Drooling, also known as salivary hypersecretion (sialorrhea), is the unintentional loss of saliva and other oral secretions from the mouth, which can be caused by swallowing difficulties. Although drooling may be encountered in healthy children, it is commonly observed in neurologically impaired children (such as those with cerebral palsy, facial nerve palsy, myasthenia gravis, and polymyositis).

Causes that are associated with increased oral secretions and cholinergic symptoms, which can be presented in the differential diagnosis of donepezil toxicity in children, include physiological causes (drooling is a common sign of teething), esophageal obstruction (such as may occur with esophageal stricture or a foreign body in the esophagus), drug causes (morphine, pilocarpine, methacholine, and haloperidol), and may also result from the ingestion of caustics or corrosive acids with injury to the esophagus. A history of choking, gagging, coughing, vomiting, and dyspnea suggest a foreign body in the esophagus. Oropharyngeal infections such as tonsillitis, peritonsillar or retropharyngeal abscess, epiglottitis, gingivostomatitis from herpes simplex virus or coxsackievirus may cause hypersecretion of saliva and muscarini symptoms.

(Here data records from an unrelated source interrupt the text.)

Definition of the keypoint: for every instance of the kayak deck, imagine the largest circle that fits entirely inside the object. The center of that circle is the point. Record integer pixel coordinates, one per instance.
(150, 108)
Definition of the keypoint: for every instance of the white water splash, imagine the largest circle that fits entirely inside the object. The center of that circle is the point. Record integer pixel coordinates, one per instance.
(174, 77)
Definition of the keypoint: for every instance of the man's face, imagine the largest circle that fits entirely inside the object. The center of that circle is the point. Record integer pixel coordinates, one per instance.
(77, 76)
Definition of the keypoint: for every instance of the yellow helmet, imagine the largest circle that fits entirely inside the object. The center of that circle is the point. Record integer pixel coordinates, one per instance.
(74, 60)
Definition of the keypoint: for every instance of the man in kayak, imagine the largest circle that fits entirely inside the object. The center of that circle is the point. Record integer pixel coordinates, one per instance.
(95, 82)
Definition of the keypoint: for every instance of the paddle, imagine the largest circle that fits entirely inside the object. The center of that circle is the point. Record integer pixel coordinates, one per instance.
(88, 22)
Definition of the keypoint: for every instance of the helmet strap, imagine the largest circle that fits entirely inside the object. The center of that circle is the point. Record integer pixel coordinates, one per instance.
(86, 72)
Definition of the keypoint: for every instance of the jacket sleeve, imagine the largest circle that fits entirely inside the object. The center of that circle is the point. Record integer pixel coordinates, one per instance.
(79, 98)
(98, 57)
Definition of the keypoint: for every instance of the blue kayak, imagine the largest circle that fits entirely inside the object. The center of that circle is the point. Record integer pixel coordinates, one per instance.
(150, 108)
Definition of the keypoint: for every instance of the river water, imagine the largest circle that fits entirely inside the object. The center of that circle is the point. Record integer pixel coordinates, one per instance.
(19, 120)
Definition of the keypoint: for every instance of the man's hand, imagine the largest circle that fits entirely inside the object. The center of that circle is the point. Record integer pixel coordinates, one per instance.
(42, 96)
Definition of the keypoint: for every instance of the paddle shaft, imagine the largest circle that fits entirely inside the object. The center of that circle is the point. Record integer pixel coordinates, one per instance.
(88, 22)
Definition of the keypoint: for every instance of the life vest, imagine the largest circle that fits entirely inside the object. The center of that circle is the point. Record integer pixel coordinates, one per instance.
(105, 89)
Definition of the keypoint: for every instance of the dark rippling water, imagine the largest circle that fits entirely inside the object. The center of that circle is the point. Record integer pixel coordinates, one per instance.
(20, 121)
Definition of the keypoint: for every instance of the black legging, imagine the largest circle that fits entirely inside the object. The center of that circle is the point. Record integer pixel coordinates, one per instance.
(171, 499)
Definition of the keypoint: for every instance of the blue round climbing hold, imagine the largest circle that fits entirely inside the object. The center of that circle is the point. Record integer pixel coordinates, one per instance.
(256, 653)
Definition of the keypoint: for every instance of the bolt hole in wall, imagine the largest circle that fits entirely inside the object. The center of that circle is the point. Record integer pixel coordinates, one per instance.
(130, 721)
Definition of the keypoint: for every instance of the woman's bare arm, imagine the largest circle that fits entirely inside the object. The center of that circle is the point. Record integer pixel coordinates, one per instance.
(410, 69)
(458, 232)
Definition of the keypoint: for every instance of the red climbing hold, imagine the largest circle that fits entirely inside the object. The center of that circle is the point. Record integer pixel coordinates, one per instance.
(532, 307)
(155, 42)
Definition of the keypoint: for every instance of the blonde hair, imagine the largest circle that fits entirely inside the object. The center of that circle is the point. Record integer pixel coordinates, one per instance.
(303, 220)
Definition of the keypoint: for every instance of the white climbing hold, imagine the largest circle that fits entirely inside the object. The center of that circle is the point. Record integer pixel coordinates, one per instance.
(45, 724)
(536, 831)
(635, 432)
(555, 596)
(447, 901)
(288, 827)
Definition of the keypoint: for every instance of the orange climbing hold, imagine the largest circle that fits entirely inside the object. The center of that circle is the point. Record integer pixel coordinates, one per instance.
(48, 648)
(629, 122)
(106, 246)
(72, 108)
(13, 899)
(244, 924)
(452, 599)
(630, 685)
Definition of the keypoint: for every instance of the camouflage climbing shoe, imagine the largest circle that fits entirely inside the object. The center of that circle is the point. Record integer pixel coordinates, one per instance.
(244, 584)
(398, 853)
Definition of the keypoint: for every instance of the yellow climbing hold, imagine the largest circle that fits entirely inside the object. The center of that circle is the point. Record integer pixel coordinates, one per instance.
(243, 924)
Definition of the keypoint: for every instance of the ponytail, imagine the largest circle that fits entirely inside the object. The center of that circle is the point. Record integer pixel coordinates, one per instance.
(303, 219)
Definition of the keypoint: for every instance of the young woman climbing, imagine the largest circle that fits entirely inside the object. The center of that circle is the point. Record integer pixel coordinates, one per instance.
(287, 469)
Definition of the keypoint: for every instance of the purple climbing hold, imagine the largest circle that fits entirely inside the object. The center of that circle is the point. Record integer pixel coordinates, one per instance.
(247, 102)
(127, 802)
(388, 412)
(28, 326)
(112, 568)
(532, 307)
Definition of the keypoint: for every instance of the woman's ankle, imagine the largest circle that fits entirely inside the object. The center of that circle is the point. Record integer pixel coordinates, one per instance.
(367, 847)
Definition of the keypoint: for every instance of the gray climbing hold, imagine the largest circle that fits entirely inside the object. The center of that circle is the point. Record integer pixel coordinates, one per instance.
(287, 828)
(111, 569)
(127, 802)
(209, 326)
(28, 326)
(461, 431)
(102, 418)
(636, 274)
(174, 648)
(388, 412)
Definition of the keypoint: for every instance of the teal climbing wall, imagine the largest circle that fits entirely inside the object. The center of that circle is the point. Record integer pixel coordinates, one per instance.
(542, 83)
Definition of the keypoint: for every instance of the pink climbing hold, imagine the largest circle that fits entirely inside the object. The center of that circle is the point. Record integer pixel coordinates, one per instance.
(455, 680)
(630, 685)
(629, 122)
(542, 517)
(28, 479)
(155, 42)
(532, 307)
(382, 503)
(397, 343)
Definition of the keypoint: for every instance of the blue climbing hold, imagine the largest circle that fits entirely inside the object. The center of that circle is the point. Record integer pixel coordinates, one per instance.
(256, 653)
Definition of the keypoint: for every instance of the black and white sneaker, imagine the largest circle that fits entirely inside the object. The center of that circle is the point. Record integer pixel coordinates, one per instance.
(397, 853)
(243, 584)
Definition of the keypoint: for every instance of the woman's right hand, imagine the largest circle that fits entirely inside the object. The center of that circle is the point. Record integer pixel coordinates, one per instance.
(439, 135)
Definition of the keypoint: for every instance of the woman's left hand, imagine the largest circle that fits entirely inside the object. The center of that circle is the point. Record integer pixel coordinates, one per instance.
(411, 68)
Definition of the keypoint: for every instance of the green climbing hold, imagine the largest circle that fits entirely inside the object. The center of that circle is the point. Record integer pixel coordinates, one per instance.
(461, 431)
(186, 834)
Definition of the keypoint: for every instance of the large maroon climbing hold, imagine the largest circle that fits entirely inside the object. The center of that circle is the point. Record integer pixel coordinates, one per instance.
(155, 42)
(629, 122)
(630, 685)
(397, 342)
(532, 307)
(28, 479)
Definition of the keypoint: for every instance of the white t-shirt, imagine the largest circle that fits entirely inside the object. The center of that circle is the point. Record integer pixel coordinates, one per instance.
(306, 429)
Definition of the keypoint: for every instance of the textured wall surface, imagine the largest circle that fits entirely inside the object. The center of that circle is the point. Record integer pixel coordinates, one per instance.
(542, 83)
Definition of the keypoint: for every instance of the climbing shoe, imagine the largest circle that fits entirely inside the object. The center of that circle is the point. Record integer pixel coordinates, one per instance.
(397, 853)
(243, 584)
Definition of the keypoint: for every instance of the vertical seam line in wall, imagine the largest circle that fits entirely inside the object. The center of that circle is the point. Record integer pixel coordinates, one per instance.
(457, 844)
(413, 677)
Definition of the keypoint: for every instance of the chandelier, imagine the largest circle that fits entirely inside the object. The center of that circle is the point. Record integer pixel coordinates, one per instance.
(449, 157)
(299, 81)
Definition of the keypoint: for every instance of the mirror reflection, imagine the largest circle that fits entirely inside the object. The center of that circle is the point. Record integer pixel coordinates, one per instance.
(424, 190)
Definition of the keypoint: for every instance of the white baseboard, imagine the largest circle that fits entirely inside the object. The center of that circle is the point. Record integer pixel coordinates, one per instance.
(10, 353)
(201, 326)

Also, according to research by Boskabadi et al on several cases of muscarinic symptoms following accidental consumption of Conium maculatum, donepezil poisoning should be considered in the differential diagnosis.

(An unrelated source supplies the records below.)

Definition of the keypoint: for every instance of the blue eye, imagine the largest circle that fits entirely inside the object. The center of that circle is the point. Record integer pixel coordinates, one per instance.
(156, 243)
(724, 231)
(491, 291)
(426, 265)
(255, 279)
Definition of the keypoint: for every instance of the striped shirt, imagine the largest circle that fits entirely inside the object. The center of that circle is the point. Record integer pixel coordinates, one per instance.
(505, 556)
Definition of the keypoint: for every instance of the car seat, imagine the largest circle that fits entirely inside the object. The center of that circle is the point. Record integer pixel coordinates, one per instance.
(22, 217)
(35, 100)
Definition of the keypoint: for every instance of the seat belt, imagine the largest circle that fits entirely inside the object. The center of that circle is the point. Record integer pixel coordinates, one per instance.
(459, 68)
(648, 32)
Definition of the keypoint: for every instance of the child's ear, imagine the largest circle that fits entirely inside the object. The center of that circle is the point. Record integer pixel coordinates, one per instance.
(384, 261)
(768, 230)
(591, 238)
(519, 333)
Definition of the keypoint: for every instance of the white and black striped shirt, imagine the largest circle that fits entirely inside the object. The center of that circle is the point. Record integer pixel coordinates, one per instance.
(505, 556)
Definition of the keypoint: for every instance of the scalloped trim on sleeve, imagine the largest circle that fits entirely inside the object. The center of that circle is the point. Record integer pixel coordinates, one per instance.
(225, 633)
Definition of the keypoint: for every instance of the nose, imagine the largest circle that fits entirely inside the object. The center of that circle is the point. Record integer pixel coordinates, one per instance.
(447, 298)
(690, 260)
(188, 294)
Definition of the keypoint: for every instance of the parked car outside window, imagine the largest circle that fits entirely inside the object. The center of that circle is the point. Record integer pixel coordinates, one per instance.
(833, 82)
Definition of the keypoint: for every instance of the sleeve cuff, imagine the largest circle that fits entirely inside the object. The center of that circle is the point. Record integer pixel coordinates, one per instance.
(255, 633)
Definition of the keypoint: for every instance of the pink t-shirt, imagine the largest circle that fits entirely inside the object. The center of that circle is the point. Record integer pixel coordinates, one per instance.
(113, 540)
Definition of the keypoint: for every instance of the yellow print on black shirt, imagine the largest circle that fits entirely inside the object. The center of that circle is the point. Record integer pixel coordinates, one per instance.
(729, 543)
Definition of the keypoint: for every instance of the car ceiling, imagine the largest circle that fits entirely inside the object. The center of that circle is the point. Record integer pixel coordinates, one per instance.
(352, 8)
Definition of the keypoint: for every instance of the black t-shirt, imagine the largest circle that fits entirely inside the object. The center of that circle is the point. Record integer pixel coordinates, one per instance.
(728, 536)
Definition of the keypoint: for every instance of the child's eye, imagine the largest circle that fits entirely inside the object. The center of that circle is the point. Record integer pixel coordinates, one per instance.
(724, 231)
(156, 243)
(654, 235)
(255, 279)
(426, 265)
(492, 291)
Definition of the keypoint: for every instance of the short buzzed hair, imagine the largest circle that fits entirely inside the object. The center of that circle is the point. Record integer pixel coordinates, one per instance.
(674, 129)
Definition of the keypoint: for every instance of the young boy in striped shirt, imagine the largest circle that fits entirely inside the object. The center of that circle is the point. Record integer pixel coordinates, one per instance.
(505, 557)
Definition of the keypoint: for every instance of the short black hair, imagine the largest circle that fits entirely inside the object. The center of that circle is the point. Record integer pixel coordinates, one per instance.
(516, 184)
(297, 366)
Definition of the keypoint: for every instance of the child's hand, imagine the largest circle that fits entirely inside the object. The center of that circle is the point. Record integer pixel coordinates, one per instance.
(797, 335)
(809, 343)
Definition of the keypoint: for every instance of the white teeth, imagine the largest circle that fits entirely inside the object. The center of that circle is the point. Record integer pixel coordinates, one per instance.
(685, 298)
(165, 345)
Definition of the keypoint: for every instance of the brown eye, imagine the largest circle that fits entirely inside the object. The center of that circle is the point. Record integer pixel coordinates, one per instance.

In a retrospective study, Thornton et al. report the management of 189 children who became symptomatic after ingesting AChE inhibitor medications, of whom 100 were managed at home and of the remaining 89 children treated in hospital, only one 1‐year‐old boy with drooling was treated with atropine 0.25 mg IV. Garlich et al. report that a 14‐month‐old boy developed drowsiness and drooling after taking a 10 mg pill of donepezil and had two episodes of non‐bilious, non‐bloody emesis, and diarrhea during hospitalization, managed without the need for atropine. Therefore, it seems that if the child has evidence in favor of ACS, treatment with atropine along with supportive therapy is necessary.

CONCLUSION

To rule out other viral diseases, foreign body swallowing, contact with insecticides or cholinergic drugs (donepezil, rivastigmine), history, careful examination of the oral cavity and upper respiratory tract, and a chest X‐ray should be considered in any infant without an underlying disease who has symptoms suggestive of acute cholinergic syndrome such as diarrhea, vomiting, sialorrhea, and bronchorrhea.

CONFLICT OF INTEREST

The authors confirm that this article content has no conflict of interest.

AUTHOR CONTRIBUTIONS

ZZ was involved in the interpretation and collecting of data and editing of the manuscript. AM and MS involved in writing, editing, and preparing the final version of the manuscript. MS is responsible for submitting the manuscript. All authors reviewed the paper and approved the final version of the manuscript.

ETHICAL APPROVAL

The study was approved by our local ethics committee.

CONSENT

Written informed consent was obtained from the patient's parents for publication of this report.